Quick thinking and decisive action by firefighters stopped a blaze that took hold in a Falmouth store on Sunday from spreading dangerously to neighbouring buildings.
Firefighters from Falmouth, Redruth and Helston were called out to the fire at the rear of the frozen yogurt store Skoosh on Market Strand just after 7pm.
A support vehicle from St Just and an aerial ladder platform from Truro were also drafted in to help tackle the flames. At one stage there were six fire appliance and four specialist vehicles at the scene as crews battled the blaze via the narrow alley at the rear of the building.
A fire service spokesman said crews used four sets of breathing equipment and had two jets in operation, as well as a heat seeking camera, as crews fought to stop the flames spreading to neighbouring properties and to rooms above the shop.
Paying tribute to the crews, Falmouth Fire Station manager Ray Dawe said that there was really good work to contain the fire by the first responders at the scene.
“There are nine separate roofs at the rear of the property, and the flat felt roof that was on fire goes under the lead flashing towards the old Burger King. We did not know whether it had spread into that area.”

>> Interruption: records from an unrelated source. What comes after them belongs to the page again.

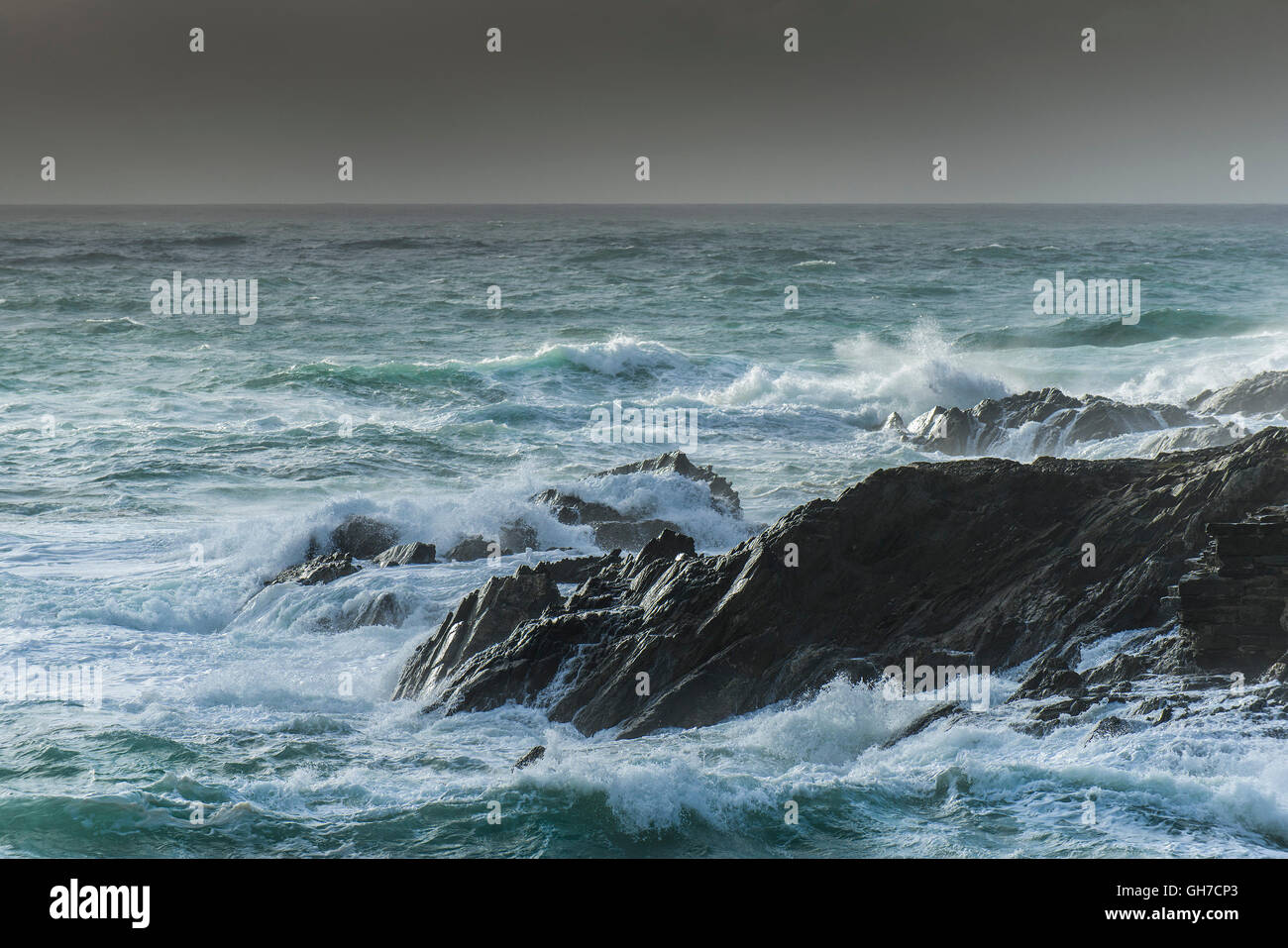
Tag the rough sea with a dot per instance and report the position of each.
(156, 469)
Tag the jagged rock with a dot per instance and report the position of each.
(1234, 604)
(952, 432)
(380, 609)
(1048, 675)
(406, 554)
(979, 557)
(922, 721)
(617, 530)
(666, 545)
(1109, 727)
(722, 496)
(483, 618)
(1063, 419)
(1192, 438)
(576, 569)
(1278, 672)
(629, 535)
(531, 756)
(1262, 394)
(318, 570)
(1117, 670)
(475, 548)
(518, 537)
(362, 537)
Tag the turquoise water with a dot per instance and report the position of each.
(156, 469)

He added that the only way to the rooms above the store was across the burning flat roof, however the firefighters had to gain access to check these for people trapped by the flames.
Ray added: “The fire certainly had the potential to go in many different directions, the problem was that with so many extensions to the building, there are many void spaces and the flames could spread undetected.”
No-one was injured in the fire, with initial reports suggesting was caused by electrical fault.
Despite the efforts to contain the blaze, the owner of the frozen yoghurt shop Skoosh has been left counting the cost of the fire.
The main body of the shop suffered extensive smoke damage, with the store windows blackened, and smoke black streaks were left running down the once colourful walls.
Owner of Skoosh, Drew Milne, interviewed amongst the disheartening mess left by the fire, said the store would be closed while the damage is assessed, and a clean-up takes place.
”I would like to say that we will be open again in a couple of weeks, but we need the experts to have a look,” he said.
Staff from Richfords Fire and Flood, which specialise in the restoration of properties damaged by fire, smoke and water were at the store on Monday.
According to Mr Milne, the fire took hold in the roof space above the stock room at the rear, which was full of cups, dry foodstuffs, wooden shelves and other flammable items that quickly started to burn.
The structural integrity at the rear of the store and the building’s electrics will also need checked before it reopens.
Mr Milne said that while it would be easy to just see the bad side, the way customers and the community rallied round with support and kind words, was something he really appreciated.
“Falmouth is a fantastic town, and although I am not a Falmouthian, the response has has really helped me look on the bright side, rather than focus on the negative.”
The store only opened its doors in May of this year.